The Thirteenth Month

This week we will be marking the beginning of the month of Adar One, which is the additional month added to a Jewish leap year, making it 13 months. Measuring and marking the passage of time is a universal human preoccupation. At least forty different calendars are in use around the world today.  The most widely used systems are the solar calendar, based on the cycle of the sun, and the lunar calendar, based on the cycle of the moon.  Because of its orbit around the earth, the moon alternates between being fully exposed to sunlight (full moon) and being completely shadowed by the earth (no moon – “a moonless night”).  A lunar month is defined as the time required for the moon to go from a given phase, (e.g. new moon, slim crescent) back to that phase again, a period of about 29 ½ days.  In a lunar calendar, the month begins with the sighting of the new moon, the middle of the month coincides with the full moon and the end of the month with the gradual disappearance of the moon.  The lunar year consists of twelve lunar months, about 354 days, while the solar year is 365 ¼ days long, a difference of about eleven days.

The seasons of the year are dependent upon the earth’s rotation around the sun, its tilted orbit and its distance from the sun.  If the lunar calendar is not adjusted to the seasons of the sun at all, then a particular lunar date will “drift,” until over the course of 33 years, it occurs in each of the four seasons.  Most of the Western world uses the Gregorian calendar, which is solar.  In a solar calendar, the months are not coordinated with the cycles of the moon, and the year is based only on the seasons.  Specific dates consistently occur in the same seasons, but with no relation to the natural cycle of the moon at all (e.g. the first of the month, may coincide with a full moon, “no moon” or a quarter moon).

The Jewish calendar is a luni-solar system, combining elements of both the lunar and solar calendars.  The Jewish calendar scrupulously follows the phases of the moon, but it also incorporates features that ensure that the festivals always occur in the same seasons.  Passover, for example, always falls in the spring and Sukkot is always in autumn.  In contrast to the solar calendar, the first day of the Jewish month coincides with the first appearance of the new moon.  Complex formulae regulate the periodic adjustment of the calendar to coordinate the cycle of the moon with the cycle of the seasons.
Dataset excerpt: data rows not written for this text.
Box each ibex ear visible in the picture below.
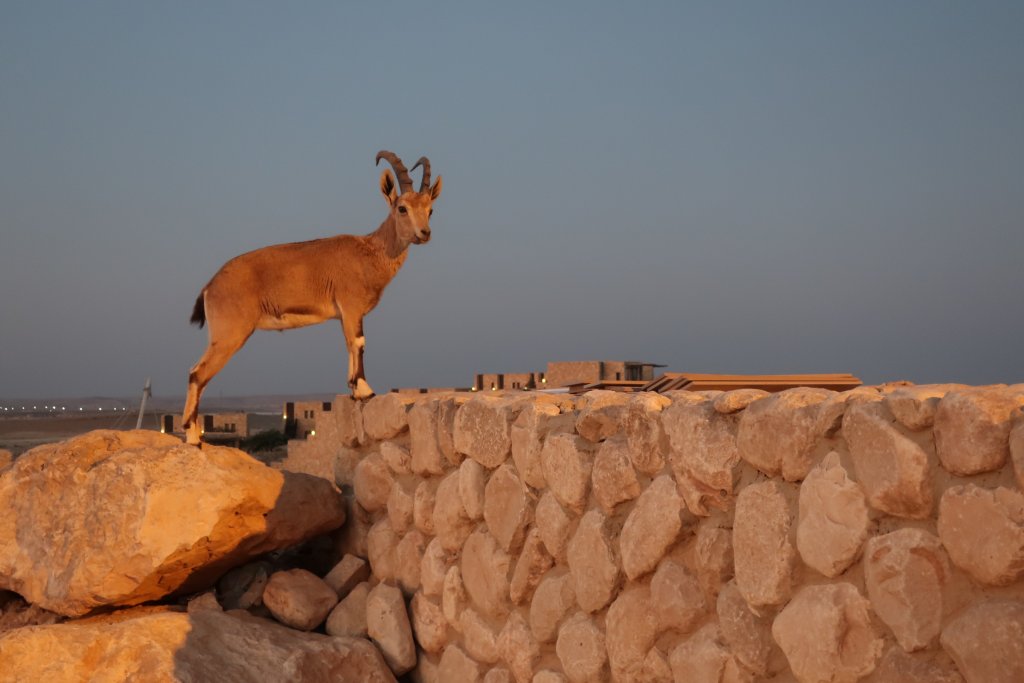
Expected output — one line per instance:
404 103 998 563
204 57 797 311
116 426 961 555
381 169 398 206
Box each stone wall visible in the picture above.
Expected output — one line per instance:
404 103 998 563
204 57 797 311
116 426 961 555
286 385 1024 683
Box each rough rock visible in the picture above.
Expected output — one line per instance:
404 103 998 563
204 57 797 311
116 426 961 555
541 433 593 514
263 569 338 631
0 430 345 615
566 510 620 612
938 483 1024 586
934 388 1021 475
843 401 934 519
797 452 870 579
941 599 1024 683
736 387 834 481
367 584 416 676
0 607 394 683
772 582 884 683
618 474 683 579
325 582 370 638
732 481 796 607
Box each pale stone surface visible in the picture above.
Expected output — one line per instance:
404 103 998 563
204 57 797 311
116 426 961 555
0 430 345 615
483 465 532 552
455 395 514 469
459 608 498 664
367 581 416 676
0 608 394 683
716 583 785 677
648 559 708 634
352 453 394 512
263 569 338 631
864 528 949 652
938 483 1024 586
565 510 620 612
797 452 870 578
662 400 740 515
512 402 571 488
509 528 554 604
535 490 572 558
732 481 796 607
941 599 1024 683
575 391 630 443
541 433 594 514
604 585 658 681
326 582 370 638
459 460 487 519
623 392 672 476
555 612 608 683
409 592 449 652
433 470 473 551
736 387 834 481
843 401 934 519
618 474 683 579
461 531 511 616
529 569 575 643
591 438 640 514
934 388 1021 475
772 583 884 682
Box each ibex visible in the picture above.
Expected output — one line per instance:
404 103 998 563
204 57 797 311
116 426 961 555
182 152 441 444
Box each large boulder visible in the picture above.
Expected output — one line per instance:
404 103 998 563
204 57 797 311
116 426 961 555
0 607 394 683
0 430 345 616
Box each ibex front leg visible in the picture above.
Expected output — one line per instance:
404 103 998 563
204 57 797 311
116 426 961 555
341 315 374 400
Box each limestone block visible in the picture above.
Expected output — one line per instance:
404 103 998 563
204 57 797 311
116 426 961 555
938 483 1024 586
461 531 511 617
716 583 785 678
623 391 672 476
433 470 473 551
536 490 572 558
941 599 1024 683
618 474 683 579
529 568 575 643
409 592 449 652
509 528 554 604
772 582 884 683
352 453 394 512
326 582 370 638
455 395 514 469
934 388 1021 475
843 402 934 519
645 559 708 634
324 554 370 598
797 451 870 578
367 581 416 676
555 612 608 683
575 391 630 443
437 644 482 683
483 465 532 552
864 528 949 652
604 585 658 681
566 510 620 612
662 400 739 515
541 433 594 514
736 387 834 481
732 481 796 607
263 569 338 631
512 402 559 488
362 393 415 440
498 610 541 683
591 438 640 514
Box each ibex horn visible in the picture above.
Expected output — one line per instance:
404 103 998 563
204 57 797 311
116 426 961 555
377 150 413 193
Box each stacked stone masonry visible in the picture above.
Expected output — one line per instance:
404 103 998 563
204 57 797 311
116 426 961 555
286 383 1024 683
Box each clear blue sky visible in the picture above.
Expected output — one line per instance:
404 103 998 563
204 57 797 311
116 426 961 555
0 0 1024 397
Seven times in the course of nineteen years, an extra month is added to compensate for the eleven day difference between the solar and lunar years. (19 yrs. X 11 day difference = 209 days over 19 years. 209 days divided by 30 = 6.97 months difference every 19 years. The duration of 19 solar years is equal to 235 lunar months (12 months X 19 years) + 7 (added leap months) = 235 months)   A Jewish leap year, therefore, has 13 months.  The rules and astronomical measurements used to formulate the calendar are part of the Oral tradition as received on Mount Sinai and passed on from one generation to the next.